NAVA’s annual Arts Day on the Hill brings advocates from all over Australia together at Parliament House for a focused week of meetings and actions to inform responsible policy for artist and sector development.
With thanks to the generous philanthropy of Daniel Besen, Arts Day on the Hill will be held in mid-August, during the first Parliamentary sitting week following the winter break, every year for three years. Dates will be confirmed once the new Parliament has confirmed its sitting calendar.
“Around the world creative industries are recognised as being essential to the growth of a modern economy,” said Daniel Besen. “In Australia, the arts inject over 110 billion dollars into the national economy each year and employ roughly half a million people. We need to back ourselves in the arts, and equip our creative talents with the tools and resources they need to succeed.
“NAVA’s Arts Day on the Hill assembles the sector’s most important voices, paves the way for a redoubled focus on NAVA’s advocacy agenda, and ultimately, offers a blueprint to guide Australia’s resurgence as the creative powerhouse we know it can be.”
This initiative follows the generous philanthropy of the Balnaves Foundation in partnering with NAVA on three full-page ads in the Australian, encouraging voters to consider our cultural future.
NAVA leads policy, advocacy and action for a contemporary arts sector that’s ambitious and fair. The three key pillars of our program focus on supporting artists, developing the industry and enriching the Australian culture. Arts Day on the Hill continues the work of August 2018’s Future/Forward (held in Canberra at the NGA and Parliament House), and April 2019’s Australian Cultural Policy: The Next Decade (held in Melbourne in partnership with Monash University’s Masters of Cultural & Creative Industries), by engaging decision-makers in critical issues with expertise and urgency.

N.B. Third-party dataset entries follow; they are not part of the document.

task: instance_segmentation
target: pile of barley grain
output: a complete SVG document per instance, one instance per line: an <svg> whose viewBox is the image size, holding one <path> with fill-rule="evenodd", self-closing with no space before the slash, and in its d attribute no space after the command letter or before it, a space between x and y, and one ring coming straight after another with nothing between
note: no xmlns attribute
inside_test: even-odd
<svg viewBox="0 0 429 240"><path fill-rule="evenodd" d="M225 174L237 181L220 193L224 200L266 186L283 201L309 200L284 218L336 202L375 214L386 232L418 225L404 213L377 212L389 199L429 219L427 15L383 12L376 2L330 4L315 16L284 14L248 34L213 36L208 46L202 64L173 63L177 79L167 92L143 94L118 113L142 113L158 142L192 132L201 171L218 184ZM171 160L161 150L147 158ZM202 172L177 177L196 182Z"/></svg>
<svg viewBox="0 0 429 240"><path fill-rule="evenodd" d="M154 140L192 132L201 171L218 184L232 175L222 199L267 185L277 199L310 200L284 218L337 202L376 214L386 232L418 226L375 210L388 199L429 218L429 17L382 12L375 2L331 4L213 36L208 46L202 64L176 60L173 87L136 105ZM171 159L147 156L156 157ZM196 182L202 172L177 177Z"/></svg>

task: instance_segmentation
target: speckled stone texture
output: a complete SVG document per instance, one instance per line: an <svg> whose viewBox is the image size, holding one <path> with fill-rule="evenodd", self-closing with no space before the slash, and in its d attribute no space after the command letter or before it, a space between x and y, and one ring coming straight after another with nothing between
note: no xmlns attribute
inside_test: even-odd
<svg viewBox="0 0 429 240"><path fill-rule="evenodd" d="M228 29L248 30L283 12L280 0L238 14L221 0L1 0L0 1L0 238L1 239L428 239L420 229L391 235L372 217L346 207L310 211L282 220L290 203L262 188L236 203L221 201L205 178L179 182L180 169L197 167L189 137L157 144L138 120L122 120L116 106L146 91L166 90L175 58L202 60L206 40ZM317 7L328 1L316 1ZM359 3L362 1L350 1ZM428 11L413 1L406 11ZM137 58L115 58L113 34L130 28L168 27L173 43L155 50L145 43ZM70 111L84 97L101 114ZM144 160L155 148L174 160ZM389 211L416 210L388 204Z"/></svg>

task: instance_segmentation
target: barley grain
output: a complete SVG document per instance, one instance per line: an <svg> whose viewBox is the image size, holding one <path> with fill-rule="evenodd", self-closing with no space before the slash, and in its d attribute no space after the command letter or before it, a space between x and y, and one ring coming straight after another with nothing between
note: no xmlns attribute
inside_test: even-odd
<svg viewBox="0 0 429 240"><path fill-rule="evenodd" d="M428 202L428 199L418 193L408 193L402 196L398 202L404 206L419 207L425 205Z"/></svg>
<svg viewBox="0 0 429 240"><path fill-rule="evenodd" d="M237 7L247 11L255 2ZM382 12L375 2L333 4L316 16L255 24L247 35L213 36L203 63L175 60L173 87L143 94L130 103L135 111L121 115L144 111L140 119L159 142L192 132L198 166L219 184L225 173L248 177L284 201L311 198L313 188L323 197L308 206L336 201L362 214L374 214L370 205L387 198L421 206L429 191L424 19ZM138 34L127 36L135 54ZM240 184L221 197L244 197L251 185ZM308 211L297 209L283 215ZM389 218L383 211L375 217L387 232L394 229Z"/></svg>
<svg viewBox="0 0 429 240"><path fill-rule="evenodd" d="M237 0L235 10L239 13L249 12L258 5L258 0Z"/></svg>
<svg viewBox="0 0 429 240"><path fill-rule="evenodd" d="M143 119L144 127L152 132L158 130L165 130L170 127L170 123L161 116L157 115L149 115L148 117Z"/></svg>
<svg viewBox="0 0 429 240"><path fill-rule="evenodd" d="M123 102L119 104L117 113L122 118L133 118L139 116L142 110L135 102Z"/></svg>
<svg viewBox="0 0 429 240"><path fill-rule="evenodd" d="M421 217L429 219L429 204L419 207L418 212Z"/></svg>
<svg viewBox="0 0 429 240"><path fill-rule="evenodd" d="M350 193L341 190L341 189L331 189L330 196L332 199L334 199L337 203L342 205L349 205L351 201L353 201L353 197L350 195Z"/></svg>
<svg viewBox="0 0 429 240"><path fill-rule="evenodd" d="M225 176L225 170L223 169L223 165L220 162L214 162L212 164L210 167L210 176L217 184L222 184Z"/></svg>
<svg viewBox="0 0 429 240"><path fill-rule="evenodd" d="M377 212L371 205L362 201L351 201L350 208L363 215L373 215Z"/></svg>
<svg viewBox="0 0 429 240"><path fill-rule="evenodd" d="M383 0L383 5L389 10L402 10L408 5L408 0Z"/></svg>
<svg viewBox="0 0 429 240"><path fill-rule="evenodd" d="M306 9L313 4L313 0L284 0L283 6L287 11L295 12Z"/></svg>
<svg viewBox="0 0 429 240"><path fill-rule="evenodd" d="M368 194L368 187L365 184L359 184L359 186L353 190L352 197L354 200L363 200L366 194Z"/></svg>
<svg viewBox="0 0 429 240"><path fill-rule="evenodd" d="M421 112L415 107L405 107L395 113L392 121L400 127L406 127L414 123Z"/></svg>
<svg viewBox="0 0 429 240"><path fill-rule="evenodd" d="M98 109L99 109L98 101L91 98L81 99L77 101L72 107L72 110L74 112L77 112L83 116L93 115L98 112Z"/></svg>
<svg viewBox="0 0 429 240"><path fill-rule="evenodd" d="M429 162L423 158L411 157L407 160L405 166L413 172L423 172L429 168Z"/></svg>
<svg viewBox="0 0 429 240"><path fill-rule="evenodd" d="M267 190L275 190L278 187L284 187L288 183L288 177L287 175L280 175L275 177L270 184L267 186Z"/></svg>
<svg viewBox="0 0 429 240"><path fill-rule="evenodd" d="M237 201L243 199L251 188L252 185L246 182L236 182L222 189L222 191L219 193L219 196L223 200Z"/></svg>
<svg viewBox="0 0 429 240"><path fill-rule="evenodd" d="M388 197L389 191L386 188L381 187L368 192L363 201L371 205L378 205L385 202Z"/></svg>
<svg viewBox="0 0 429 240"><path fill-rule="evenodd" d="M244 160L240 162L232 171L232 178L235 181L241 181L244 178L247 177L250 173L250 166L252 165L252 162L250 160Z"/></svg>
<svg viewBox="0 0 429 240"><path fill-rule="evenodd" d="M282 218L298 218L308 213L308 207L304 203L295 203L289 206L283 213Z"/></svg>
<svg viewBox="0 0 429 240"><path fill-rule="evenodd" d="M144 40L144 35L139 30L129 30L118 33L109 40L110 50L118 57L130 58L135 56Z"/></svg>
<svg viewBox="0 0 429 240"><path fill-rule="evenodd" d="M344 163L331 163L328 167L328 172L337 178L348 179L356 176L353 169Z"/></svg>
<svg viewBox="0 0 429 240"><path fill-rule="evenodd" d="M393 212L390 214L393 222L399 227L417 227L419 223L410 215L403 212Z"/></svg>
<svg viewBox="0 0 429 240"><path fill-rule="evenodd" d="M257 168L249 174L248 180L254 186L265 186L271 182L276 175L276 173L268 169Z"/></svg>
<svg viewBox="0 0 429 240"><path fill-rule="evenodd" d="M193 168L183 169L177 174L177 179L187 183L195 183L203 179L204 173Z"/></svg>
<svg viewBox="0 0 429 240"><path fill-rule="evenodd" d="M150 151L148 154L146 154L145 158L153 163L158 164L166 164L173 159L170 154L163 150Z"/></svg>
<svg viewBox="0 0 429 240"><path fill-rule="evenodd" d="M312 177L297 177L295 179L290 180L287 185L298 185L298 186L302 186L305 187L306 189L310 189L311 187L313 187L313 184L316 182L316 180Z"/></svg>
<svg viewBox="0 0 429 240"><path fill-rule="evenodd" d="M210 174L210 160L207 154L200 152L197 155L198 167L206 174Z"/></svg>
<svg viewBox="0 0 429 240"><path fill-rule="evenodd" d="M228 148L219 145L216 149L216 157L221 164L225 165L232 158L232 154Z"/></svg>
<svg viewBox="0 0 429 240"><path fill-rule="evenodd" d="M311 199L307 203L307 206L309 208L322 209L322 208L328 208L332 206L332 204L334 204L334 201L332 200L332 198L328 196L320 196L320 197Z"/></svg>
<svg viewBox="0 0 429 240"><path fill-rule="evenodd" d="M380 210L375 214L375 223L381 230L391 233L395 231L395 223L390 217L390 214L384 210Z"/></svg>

“Arts Day on the Hill will be the annual national focus that Australia’s contemporary arts sector needs,” said Esther. “As well as meetings and events in Canberra, there’ll be ways for everyone to participate. We look forward to working even more closely with the Morrison Government, ensuring that elected members and decision-makers understand the value of the arts to our future, our economy and to all Australians.”
Program partners, details on how to participate, and further advocacy actions will be released in coming weeks.